Institut Confucius : le Nouveau-Brunswick soupçonne de l'ingérence chinoise dans ses écoles
Institut Confucius du Nouveau-Brunswick
Photo : Institut Confucius du Nouveau-Brunswick
Prenez note que cet article publié en 2019 pourrait contenir des informations qui ne sont plus à jour.
Des milliers d'élèves suivent les cours de l'Institut Confucius au Nouveau-Brunswick. Selon le ministre de l'Éducation, Dominic Cardy, la douzaine d'enseignants en poste dans la province sont des « représentants » du Parti communiste chinois, et il compte retirer cette organisation des écoles et du gouvernement.

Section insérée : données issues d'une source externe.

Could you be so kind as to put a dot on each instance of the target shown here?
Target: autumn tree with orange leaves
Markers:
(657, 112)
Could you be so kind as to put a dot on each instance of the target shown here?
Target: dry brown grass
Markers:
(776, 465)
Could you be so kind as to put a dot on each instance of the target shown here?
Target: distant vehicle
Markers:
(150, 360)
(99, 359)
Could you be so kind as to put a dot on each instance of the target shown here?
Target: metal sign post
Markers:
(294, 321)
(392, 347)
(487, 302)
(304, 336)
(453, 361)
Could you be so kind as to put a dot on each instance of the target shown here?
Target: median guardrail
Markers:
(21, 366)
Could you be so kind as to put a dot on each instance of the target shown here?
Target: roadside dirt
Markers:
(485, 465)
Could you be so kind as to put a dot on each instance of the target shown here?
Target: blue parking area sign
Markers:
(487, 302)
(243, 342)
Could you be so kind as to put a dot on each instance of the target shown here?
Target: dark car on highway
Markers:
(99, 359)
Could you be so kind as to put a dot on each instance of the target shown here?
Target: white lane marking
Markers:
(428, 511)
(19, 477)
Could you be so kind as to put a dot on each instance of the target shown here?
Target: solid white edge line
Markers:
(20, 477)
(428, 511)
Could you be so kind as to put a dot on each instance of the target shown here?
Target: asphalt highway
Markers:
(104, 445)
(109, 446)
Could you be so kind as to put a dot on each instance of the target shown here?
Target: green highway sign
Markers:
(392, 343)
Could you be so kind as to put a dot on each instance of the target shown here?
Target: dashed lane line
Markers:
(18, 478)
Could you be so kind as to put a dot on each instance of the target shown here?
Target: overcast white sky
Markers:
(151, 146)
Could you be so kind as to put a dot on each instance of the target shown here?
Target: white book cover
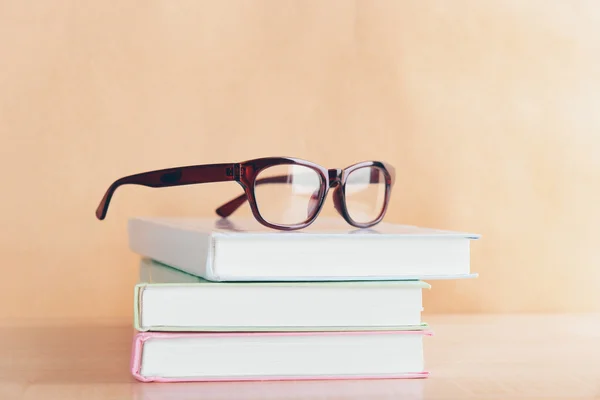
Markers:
(184, 357)
(328, 250)
(167, 299)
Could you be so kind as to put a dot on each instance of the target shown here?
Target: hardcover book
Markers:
(168, 357)
(328, 250)
(167, 299)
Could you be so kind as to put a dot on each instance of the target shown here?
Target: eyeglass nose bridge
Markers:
(335, 177)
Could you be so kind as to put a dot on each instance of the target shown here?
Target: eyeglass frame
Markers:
(245, 173)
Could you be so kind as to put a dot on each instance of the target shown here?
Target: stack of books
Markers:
(232, 300)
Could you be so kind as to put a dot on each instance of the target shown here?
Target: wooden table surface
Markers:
(469, 357)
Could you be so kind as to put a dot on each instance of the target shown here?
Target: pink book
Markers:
(183, 357)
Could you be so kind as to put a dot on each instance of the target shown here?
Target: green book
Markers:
(167, 299)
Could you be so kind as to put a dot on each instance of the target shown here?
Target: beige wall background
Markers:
(490, 112)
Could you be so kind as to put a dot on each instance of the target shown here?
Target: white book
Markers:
(279, 356)
(167, 299)
(329, 249)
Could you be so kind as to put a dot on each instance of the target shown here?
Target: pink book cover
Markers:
(141, 337)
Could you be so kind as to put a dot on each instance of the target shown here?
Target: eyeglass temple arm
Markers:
(229, 208)
(169, 177)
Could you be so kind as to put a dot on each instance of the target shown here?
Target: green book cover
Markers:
(167, 299)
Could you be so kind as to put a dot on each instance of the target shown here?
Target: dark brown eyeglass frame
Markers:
(246, 173)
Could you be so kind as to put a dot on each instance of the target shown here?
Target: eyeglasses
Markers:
(284, 193)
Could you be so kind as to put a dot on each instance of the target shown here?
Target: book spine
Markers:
(137, 307)
(186, 250)
(136, 357)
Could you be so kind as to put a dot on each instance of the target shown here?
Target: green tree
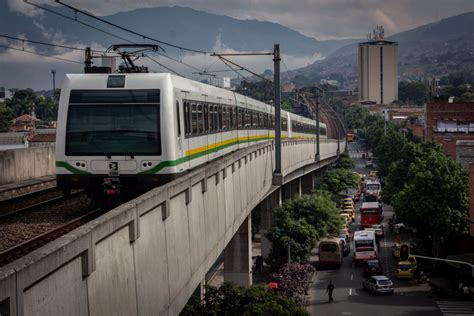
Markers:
(22, 102)
(6, 115)
(286, 105)
(412, 92)
(300, 222)
(337, 180)
(345, 162)
(232, 300)
(434, 198)
(289, 231)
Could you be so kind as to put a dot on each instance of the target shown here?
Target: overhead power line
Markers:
(129, 30)
(47, 44)
(40, 54)
(76, 20)
(113, 35)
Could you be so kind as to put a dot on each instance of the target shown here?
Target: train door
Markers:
(180, 131)
(186, 132)
(215, 117)
(242, 120)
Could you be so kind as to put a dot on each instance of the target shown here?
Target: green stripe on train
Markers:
(72, 169)
(172, 163)
(169, 163)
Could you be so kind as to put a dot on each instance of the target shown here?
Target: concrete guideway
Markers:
(149, 255)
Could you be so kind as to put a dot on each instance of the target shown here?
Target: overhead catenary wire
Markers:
(129, 30)
(235, 64)
(110, 34)
(40, 54)
(157, 62)
(76, 20)
(48, 44)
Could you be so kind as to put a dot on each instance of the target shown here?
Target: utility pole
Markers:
(318, 131)
(276, 74)
(53, 71)
(277, 176)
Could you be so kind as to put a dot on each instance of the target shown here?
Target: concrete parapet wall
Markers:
(148, 256)
(26, 163)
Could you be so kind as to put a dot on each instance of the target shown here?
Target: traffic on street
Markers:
(360, 289)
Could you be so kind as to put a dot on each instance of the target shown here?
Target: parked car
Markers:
(347, 232)
(379, 230)
(346, 216)
(378, 284)
(412, 260)
(396, 251)
(346, 244)
(368, 163)
(404, 270)
(372, 267)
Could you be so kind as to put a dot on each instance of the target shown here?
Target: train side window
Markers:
(200, 119)
(187, 127)
(194, 119)
(211, 121)
(219, 126)
(177, 119)
(225, 118)
(239, 118)
(206, 118)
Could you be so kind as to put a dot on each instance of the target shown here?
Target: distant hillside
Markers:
(178, 25)
(434, 49)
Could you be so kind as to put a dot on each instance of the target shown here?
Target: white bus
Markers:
(365, 246)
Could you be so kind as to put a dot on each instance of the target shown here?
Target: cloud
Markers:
(24, 8)
(322, 19)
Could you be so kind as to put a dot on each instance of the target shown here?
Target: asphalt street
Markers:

[Ce] n’est pas une action contre le peuple chinois, mais une action contre un gouvernement qui ne représente pas les valeurs de notre pays.

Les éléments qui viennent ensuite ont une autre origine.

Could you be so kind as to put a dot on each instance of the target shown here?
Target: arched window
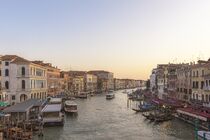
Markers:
(23, 71)
(6, 72)
(23, 84)
(7, 85)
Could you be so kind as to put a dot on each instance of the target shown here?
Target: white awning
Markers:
(192, 115)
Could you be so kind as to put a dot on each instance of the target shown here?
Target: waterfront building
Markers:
(184, 89)
(53, 78)
(64, 81)
(200, 72)
(90, 84)
(153, 80)
(160, 82)
(25, 111)
(22, 79)
(105, 80)
(77, 85)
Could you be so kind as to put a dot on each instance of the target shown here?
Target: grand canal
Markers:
(101, 119)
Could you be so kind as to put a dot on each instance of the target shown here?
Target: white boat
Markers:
(204, 135)
(110, 96)
(55, 101)
(130, 96)
(52, 114)
(70, 106)
(83, 95)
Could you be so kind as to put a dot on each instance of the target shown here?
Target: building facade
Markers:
(105, 80)
(54, 86)
(21, 79)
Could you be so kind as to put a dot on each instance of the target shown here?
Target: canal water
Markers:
(101, 119)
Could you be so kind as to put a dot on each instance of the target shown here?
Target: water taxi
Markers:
(83, 95)
(70, 106)
(204, 135)
(52, 114)
(110, 96)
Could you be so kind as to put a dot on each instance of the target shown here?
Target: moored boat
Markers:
(83, 95)
(204, 135)
(130, 96)
(52, 114)
(110, 96)
(70, 106)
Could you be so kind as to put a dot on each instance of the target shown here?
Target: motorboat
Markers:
(52, 114)
(110, 95)
(70, 106)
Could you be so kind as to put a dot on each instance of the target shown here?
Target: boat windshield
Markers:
(50, 114)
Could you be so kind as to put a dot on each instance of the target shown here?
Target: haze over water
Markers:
(101, 119)
(128, 38)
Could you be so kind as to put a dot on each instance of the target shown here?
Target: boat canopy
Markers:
(204, 133)
(24, 106)
(52, 108)
(55, 100)
(194, 113)
(68, 103)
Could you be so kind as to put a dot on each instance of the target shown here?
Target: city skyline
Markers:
(128, 38)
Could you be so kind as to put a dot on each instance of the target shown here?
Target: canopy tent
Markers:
(3, 104)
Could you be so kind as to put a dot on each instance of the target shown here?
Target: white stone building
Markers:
(21, 79)
(90, 83)
(153, 80)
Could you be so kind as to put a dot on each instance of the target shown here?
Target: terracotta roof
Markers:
(8, 57)
(98, 71)
(20, 60)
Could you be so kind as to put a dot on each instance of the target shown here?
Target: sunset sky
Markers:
(127, 37)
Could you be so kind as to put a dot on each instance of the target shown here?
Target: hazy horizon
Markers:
(128, 38)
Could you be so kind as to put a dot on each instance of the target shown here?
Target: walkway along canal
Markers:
(101, 119)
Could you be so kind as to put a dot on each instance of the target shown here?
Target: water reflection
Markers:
(103, 119)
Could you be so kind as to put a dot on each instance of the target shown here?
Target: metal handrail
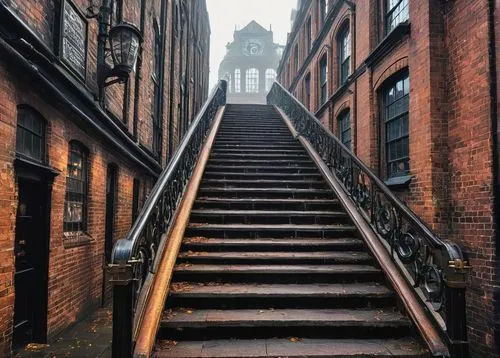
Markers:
(134, 258)
(436, 268)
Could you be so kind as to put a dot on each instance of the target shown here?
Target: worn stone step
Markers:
(276, 273)
(245, 257)
(267, 204)
(327, 318)
(262, 161)
(291, 348)
(268, 230)
(256, 146)
(224, 155)
(231, 175)
(241, 192)
(272, 244)
(186, 289)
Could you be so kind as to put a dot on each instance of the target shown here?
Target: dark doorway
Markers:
(31, 253)
(110, 210)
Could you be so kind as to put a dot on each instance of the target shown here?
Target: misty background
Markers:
(226, 14)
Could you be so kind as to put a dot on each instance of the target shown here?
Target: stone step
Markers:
(326, 318)
(287, 162)
(232, 175)
(309, 169)
(270, 230)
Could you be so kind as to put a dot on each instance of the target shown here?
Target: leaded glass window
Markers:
(396, 108)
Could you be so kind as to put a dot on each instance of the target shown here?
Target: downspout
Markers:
(137, 85)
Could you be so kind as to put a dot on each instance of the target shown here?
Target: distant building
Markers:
(250, 64)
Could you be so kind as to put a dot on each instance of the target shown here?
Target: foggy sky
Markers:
(225, 14)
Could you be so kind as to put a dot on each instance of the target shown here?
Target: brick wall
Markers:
(450, 138)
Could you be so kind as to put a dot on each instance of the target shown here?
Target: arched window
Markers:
(30, 136)
(270, 78)
(252, 80)
(344, 51)
(227, 77)
(344, 128)
(323, 10)
(116, 12)
(76, 202)
(237, 80)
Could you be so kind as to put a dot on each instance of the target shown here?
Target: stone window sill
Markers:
(76, 239)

L’Institut Confucius est un établissement public à but non lucratif qui vise à faire des partenariats avec différentes instances académiques et gouvernementales dans le monde. Il a fait son entrée au Nouveau-Brunswick il y a une dizaine d’années.
Le programme financé en grande partie par le gouvernement chinois promeut la culture et l’enseignement du mandarin. Au Nouveau-Brunswick, 28 écoles anglophones accueillent des enseignants de l’Institut Confucius.
Plus de 5000 élèves ont participé au programme au Nouveau-Brunswick en 2016, selon l’Institut Confucius du Nouveau-Brunswick.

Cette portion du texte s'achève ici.